Search code examples
pythonmatlabnumpyinitializationvariable-assignment

Initialize Multiple Numpy Arrays (Multiple Assignment) - Like MATLAB deal()


I was unable to find anything describing how to do this, which leads to be believe I'm not doing this in the proper idiomatic Python way. Advice on the 'proper' Python way to do this would also be appreciated.

I have a bunch of variables for a datalogger I'm writing (arbitrary logging length, with a known maximum length). In MATLAB, I would initialize them all as 1-D arrays of zeros of length n, n bigger than the number of entries I would ever see, assign each individual element variable(measurement_no) = data_point in the logging loop, and trim off the extraneous zeros when the measurement was over. The initialization would look like this:

[dData gData cTotalEnergy cResFinal etc] = deal(zeros(n,1));

Is there a way to do this in Python/NumPy so I don't either have to put each variable on its own line:

dData = np.zeros(n)
gData = np.zeros(n)
etc.

I would also prefer not just make one big matrix, because keeping track of which column is which variable is unpleasant. Perhaps the solution is to make the (length x numvars) matrix, and assign the column slices out to individual variables?

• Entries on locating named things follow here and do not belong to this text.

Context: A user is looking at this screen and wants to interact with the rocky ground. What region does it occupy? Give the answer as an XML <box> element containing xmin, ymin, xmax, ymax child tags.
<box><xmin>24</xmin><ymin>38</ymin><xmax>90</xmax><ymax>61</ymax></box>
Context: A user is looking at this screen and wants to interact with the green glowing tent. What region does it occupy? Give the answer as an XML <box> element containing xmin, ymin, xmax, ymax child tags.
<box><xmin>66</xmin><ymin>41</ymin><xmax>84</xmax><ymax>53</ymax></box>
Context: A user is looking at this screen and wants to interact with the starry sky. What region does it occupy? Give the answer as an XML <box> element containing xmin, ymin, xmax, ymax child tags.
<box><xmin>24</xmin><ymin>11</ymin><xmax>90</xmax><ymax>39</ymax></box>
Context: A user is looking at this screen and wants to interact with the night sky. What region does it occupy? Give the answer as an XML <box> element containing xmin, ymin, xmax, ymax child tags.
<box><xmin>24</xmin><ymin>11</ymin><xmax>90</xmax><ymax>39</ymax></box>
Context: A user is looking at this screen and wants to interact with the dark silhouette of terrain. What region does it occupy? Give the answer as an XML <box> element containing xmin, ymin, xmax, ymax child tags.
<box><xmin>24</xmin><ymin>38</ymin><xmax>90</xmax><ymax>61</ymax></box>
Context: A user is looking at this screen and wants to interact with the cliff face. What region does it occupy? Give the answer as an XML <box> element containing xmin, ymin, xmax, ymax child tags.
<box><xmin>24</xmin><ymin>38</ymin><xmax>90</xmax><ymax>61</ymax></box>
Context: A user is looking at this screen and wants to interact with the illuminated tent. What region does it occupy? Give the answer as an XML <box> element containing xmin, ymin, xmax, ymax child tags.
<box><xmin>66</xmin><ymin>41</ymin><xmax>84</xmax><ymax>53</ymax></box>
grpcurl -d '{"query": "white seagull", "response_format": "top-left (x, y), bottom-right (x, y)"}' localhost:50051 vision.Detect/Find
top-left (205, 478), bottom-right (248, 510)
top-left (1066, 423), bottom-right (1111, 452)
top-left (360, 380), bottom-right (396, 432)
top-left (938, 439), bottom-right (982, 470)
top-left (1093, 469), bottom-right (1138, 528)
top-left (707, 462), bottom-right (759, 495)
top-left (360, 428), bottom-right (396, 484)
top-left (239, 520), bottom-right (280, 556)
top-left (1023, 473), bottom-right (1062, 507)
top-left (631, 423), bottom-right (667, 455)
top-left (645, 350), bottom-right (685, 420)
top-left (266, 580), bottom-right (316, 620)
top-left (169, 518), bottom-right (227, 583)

EDIT: Assume I'm going to have a lot of vectors of the same length by the time this is over; e.g., my post-processing takes each log file, calculates a bunch of separate metrics (>50), stores them, and repeats until the logs are all processed. Then I generate histograms, means/maxes/sigmas/etc. for all the various metrics I computed. Since initializing 50+ vectors is clearly not easy in Python, what's the best (cleanest code and decent performance) way of doing this?


Solution

  • If you're really motivated to do this in a one-liner you could create an (n_vars, ...) array of zeros, then unpack it along the first dimension:

    a, b, c = np.zeros((3, 5))
    print(a is b)
    # False
    

    Another option is to use a list comprehension or a generator expression:

    a, b, c = [np.zeros(5) for _ in range(3)]   # list comprehension
    d, e, f = (np.zeros(5) for _ in range(3))   # generator expression
    print(a is b, d is e)
    # False False
    

    Be careful, though! You might think that using the * operator on a list or tuple containing your call to np.zeros() would achieve the same thing, but it doesn't:

    h, i, j = (np.zeros(5),) * 3
    print(h is i)
    # True
    

    This is because the expression inside the tuple gets evaluated first. np.zeros(5) therefore only gets called once, and each element in the repeated tuple ends up being a reference to the same array. This is the same reason why you can't just use a = b = c = np.zeros(5).

    Unless you really need to assign a large number of empty array variables and you really care deeply about making your code compact (!), I would recommend initialising them on separate lines for readability.